Marguerite Bernard travaille comme secrétaire dans l’administration de l’armée lorsque la guerre d’Algérie éclate. Son incompréhension face au conflit laisse place à une forte politisation construite par la lecture des journaux et les discussions avec les militant.es. Alors que son fiancé est appelé en Algérie, elle démissionne et devient monitrice familiale. Elle aide alors les familles des bidonvilles qu’elle apprend à connaître en partageant leur quotidien tout en restant discrète et sans jamais prendre position pour le MNA ou le FLN. Ce travail lui fait prendre conscience des violences de la guerre en métropole. En 1964, elle part vivre 3 ans avec son mari à Oran où ils continuent à côtoyer la population algérienne mais rencontrent également des Pieds-noirs restés en Algérie.

Marguerite Bernard expose un point de vue humaniste, nourri d'un idéal de fraternité et d'amitié entre les peuples, et vécu au fil d'un parcours entre la France et l'Algérie.

Marguerite Bernard et les élèves de Terminale commerciale, Lycée Carrel, Lyon

Biographie
Marguerite Bernard a une vingtaine d’années lorsque la guerre d’Algérie débute.

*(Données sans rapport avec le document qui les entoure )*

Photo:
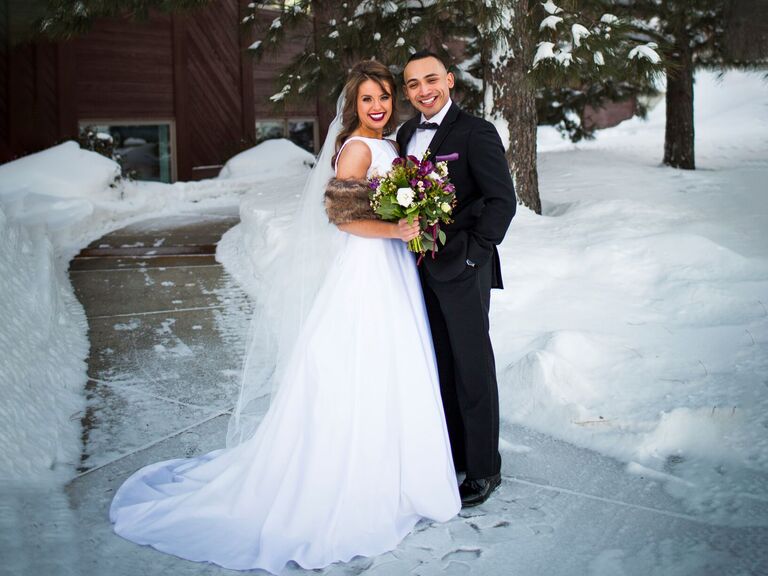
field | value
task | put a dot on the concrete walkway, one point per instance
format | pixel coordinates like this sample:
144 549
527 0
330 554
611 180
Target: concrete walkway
167 335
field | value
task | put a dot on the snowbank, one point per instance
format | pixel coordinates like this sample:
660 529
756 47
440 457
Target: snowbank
52 204
271 158
635 316
44 346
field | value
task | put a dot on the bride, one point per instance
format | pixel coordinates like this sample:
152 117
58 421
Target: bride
353 450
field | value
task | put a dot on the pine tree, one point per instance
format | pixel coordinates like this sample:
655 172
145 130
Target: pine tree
491 46
693 34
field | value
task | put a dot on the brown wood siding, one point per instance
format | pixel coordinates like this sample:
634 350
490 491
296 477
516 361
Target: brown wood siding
5 145
125 70
32 106
213 88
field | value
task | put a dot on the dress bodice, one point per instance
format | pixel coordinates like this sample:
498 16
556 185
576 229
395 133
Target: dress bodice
383 151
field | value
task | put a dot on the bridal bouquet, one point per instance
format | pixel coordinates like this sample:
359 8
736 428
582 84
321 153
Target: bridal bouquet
416 189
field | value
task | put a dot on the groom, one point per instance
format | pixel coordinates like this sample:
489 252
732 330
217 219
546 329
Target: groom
457 282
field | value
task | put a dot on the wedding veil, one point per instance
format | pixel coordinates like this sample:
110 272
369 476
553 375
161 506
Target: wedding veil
291 281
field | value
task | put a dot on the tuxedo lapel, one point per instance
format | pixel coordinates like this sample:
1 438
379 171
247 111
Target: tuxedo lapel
443 130
405 134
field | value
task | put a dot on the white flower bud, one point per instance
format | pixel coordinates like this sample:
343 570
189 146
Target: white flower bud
404 197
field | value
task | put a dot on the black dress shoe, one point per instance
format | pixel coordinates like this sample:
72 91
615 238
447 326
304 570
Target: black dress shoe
474 492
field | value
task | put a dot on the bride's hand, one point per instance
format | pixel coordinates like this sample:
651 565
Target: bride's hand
405 231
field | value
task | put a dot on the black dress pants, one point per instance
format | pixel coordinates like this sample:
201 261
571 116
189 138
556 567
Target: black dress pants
458 316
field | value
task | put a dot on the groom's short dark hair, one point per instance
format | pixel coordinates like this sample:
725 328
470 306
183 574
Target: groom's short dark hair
421 54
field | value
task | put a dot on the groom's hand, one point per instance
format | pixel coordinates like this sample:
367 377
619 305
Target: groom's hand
407 232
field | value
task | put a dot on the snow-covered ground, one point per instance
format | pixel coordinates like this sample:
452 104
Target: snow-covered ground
52 204
635 316
634 320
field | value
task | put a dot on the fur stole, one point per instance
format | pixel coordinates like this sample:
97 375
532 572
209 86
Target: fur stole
347 200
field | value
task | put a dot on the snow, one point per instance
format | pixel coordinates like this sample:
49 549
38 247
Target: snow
578 32
550 7
544 50
633 325
44 344
550 22
635 316
646 51
52 204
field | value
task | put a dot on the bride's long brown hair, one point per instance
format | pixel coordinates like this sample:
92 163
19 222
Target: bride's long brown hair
362 71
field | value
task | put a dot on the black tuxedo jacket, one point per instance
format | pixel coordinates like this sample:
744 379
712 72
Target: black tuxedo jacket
484 191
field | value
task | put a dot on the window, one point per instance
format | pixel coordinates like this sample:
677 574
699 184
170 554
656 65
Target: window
301 131
144 148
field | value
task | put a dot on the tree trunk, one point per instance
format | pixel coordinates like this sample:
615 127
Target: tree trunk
679 136
512 99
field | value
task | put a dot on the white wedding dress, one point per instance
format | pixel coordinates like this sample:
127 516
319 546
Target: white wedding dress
352 453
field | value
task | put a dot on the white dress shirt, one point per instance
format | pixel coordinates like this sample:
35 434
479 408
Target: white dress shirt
421 138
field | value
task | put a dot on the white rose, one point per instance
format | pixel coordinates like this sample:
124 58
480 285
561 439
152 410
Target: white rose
404 197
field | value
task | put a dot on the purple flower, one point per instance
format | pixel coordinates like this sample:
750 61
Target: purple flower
426 168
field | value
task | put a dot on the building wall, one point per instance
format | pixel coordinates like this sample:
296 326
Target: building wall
192 70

Elle travaille alors dans un bureau militaire à Lyon. Elle ne comprend pas de prime abord le désir d’indépendance des Algérien.nes, mais commence à se documenter et change de point de vue sur la question.
Ainsi en 1957, lorsque son fiancé est appelé en Algérie pour « pacifier le territoire », tous deux savent bien qu’il part faire la guerre.
Marguerite démissionne car son travail dans l’armée est en opposition avec ses idées politiques et sociales. Elle devient monitrice familiale au sein du Service Social Familial Nord-Africain,  basé sur le modèle de ceux créés par Germaine Tillion en Algérie. Elle apporte une aide sociale aux familles algériennes de Lyon, fait du ménage, accompagne les femmes aux cours d’alphabétisation, écrit des lettres aux avocat.es comme Emma Gounot et Paul Bouchet. Elle entend les femmes qui racontent ce que subissent leurs maris lors des interrogatoires rue Vauban.  Elle va dans les bidonvilles, les foyers garnis, les hôtels meublés, les bidonvilles du Pont Pasteur ou celui des Buers, très bien organisé, qu’elle repère comme le centre politique du FLN de  la région. Elle prend conscience que la guerre est aussi présente en métropole et qu’elle peut être très violente, notamment entre  le FLN et MNA. Pour autant, elle n’accepte de faire remonter aucune information et reste parfaitement discrète sur ce qu’elle voit et comprend du mouvement national algérien.
En parallèle à son travail, Marguerite Bernard milite pour l’indépendance de l’Algérie qu’elle juge inéluctable. Elle participe à des réunions de la Chronique sociale organisées par des avocats, et elle essaye de sensibiliser son entourage à la torture pratiquée au commissariat de la rue Vauban, mais reste isolée parmi ses proches.
Lorsque son fiancé rentre, ils participent tous deux à l’alphabétisation des Algériens, et en 1964 partent vivre en Algérie. Son mari est alors ingénieur dans une usine française d’engrais à Oran.  Marguerite poursuit sous d’autres formes ses engagements humanistes auprès des populations locales.
Alors que la plupart des Pieds-rouges  habitent en front de mer, les Bernard habitent au cœur d’un quartier populaire. Ils sympathisent aussi bien avec des familles algériennes que Pieds-noirs qui y vivent en bonne intelligence. Ils reviennent en France en 1967.
Aujourd’hui, Marguerite Bernard habite à Lyon. Ses convictions humanistes et son sens de la fraternité sont toujours aussi vifs. C’est aussi une féministe qui se dit déçue par le statut des femmes en Algérie.
Archives
Les archives photographiques de Marguerite et Franck Bernard, prises entre 1964 et 1967, témoignent de leur vie à Oran : les femmes pieds noires et algériennes qui prenaient souvent le thé avec Marguerite, les gardiens de l’usine d’engrais, la célébration de l’indépendance par les ouvriers qui, pour l’occasion, avaient décoré le camion de l’usine.